Trois ans après son avènement la jeune reine Victoria avait épousé le prince Albert de Saxe-Cobourg qui au cours d’une union sans nuages, lui donna neuf enfants et lui apporta sans jamais se départir de la discrétion que nécessitait une situation délicate entre toutes, l’aide la plus précieuse pour remplir ses devoirs de souveraine constitutionnelle. S’étant attribué le « département du bien public » c’est-à-dire les œuvres de charité et de progrès, le prince-consort y rendit de grands services mais le plus grand fut sans contredit le cachet de simplicité et de transparence qu’en plein accord avec la reine, il conféra à leur vie familiale, constituant ainsi entre la nation et les souverains une sorte d’intimité affectueuse qui n’avait jamais existé nulle part à un pareil degré. À ce spectacle, toutes les aspirations morales qui sommeillaient sous la corruption récente s’avivèrent et, peu à peu, s’assemblèrent en un faisceau bienfaisant. Le peuple s’accoutuma à cette nouveauté au point peut-être de la sous-apprécier et de trouver tout simple que la reine, affligée par un veuvage prématuré (1862) ait continué de donner l’exemple des vertus domestiques et de l’attachement au devoir jusqu’au seuil de l’extrême vieillesse. Mais l’histoire en établissant la psychologie du règne saura relever les traces quotidiennes d’une influence personnelle indéniable exercée par Victoria sur les affaires publiques comme sur les mœurs privées.

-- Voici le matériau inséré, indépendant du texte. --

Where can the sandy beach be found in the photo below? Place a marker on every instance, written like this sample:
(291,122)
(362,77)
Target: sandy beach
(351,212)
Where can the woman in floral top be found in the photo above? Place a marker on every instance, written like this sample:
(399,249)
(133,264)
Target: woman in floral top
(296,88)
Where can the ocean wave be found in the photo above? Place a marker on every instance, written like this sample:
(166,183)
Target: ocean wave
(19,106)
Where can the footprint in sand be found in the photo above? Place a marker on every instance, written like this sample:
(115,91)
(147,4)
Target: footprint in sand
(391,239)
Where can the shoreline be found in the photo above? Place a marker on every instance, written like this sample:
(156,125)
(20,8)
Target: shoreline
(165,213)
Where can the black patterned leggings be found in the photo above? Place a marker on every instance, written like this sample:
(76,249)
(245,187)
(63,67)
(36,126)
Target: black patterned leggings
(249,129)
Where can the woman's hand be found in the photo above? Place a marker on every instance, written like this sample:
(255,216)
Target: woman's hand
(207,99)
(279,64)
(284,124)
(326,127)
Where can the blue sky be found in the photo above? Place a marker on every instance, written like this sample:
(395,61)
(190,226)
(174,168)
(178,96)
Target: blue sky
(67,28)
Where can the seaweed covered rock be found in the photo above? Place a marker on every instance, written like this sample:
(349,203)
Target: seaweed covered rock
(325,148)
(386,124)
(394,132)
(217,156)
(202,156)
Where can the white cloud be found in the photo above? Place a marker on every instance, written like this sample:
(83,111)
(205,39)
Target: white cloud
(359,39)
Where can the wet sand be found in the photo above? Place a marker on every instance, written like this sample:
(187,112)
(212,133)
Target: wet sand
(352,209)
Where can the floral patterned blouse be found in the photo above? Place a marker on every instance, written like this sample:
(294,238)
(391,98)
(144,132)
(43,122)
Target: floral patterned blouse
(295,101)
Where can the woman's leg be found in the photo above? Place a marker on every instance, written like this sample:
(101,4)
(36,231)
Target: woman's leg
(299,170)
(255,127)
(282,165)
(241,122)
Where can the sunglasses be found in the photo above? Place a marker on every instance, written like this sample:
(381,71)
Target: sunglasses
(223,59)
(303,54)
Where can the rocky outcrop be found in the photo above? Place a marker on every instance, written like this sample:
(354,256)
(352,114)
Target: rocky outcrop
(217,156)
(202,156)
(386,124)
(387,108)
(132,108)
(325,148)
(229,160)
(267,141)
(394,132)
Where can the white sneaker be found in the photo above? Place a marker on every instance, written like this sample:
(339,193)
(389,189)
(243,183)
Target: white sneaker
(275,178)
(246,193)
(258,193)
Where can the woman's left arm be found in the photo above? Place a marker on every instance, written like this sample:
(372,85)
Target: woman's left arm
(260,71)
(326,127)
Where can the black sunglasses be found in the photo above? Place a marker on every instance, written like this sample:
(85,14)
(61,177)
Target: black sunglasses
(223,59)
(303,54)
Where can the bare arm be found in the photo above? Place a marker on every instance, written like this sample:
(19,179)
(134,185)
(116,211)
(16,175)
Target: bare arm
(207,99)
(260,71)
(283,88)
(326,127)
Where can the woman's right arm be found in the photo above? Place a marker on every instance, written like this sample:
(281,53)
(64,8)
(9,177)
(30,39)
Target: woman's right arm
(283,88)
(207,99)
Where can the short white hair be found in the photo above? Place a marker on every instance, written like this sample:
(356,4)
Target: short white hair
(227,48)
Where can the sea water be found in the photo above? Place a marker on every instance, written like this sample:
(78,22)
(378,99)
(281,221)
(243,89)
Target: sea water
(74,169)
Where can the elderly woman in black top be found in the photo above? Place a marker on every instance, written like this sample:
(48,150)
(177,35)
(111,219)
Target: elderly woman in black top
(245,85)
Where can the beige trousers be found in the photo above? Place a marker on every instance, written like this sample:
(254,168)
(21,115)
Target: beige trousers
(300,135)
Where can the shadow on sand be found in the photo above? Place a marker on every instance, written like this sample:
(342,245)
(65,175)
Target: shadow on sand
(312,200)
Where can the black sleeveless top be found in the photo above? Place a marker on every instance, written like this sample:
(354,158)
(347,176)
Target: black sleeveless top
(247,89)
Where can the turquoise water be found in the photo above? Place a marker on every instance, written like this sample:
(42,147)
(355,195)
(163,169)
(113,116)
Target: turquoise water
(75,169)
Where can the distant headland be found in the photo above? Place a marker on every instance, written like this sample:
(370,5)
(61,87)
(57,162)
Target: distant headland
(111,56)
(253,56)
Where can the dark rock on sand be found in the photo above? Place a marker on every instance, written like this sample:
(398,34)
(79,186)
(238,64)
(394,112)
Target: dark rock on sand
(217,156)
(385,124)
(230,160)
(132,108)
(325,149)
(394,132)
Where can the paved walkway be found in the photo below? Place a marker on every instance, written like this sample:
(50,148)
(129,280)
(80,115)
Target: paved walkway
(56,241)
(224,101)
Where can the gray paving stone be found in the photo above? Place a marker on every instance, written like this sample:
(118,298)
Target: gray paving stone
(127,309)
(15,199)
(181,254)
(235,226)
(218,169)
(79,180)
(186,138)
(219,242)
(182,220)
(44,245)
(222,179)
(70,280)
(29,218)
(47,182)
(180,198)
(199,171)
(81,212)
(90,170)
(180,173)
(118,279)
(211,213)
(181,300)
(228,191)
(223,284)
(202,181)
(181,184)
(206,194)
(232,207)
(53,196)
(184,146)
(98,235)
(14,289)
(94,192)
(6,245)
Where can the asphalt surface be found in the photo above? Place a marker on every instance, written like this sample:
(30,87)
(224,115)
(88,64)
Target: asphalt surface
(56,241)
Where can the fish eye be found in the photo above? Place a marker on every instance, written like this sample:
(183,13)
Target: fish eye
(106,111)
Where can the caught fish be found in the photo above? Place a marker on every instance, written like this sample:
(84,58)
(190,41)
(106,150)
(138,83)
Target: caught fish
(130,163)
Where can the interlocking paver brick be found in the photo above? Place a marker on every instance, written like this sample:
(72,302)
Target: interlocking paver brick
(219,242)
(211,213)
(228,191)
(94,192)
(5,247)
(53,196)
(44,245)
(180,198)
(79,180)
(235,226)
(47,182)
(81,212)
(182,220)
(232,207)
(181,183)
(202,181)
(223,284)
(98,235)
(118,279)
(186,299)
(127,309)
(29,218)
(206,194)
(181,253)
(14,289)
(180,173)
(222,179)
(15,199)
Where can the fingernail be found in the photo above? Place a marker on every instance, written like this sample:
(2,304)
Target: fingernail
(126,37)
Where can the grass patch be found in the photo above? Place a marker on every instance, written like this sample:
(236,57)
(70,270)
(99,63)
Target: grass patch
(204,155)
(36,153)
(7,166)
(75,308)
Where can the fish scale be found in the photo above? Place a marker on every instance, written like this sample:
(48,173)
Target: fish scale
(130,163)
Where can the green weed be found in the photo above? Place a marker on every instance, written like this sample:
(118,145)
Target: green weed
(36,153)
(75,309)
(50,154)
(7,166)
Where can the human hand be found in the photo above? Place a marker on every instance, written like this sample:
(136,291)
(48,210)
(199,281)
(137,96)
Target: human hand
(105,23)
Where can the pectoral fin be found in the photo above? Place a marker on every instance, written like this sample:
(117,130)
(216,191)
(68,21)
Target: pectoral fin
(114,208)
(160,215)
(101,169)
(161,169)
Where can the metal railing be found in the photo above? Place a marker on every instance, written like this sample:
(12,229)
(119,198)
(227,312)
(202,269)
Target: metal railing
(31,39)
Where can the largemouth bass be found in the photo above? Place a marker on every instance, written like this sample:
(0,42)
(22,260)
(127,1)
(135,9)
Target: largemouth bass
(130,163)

Un mouvement d’émancipation et de purification religieuse vint étayer cette action. Depuis longtemps l’Église anglicane avait perdu toute vigueur et tout idéal. Elle n’était plus guère, aux mains des classes privilégiées, qu’un instrument commode d’ingérence et de domination. Mais, à côté d’elle, il y avait d’une part le méthodisme wesleyen[1] très développé parmi les travailleurs manuels qu’il aidait à supporter leurs misères et, de l’autre, la phalange restreinte mais compacte des catholiques dont une persécution persistante entretenait la cohésion et avivait l’ardeur. Entre les deux se groupèrent de jeunes clergymen épris à la fois de la belle austérité morale des ancêtres puritains et de cet éclat cultuel catholique dont manquaient si complètement les

  1. C’est en 1729 que Wesley et son frère avaient fondé à Oxford le petit club d’étudiants d’où était sorti le méthodisme. Peu écouté d’abord en son pays, Wesley avait connu le succès en « agitant » le peuple des États-Unis. Les méthodistes sont encore puissants en Amérique. L’armée du Salut fondée en 1865 fut une sorte de néo-méthodisme.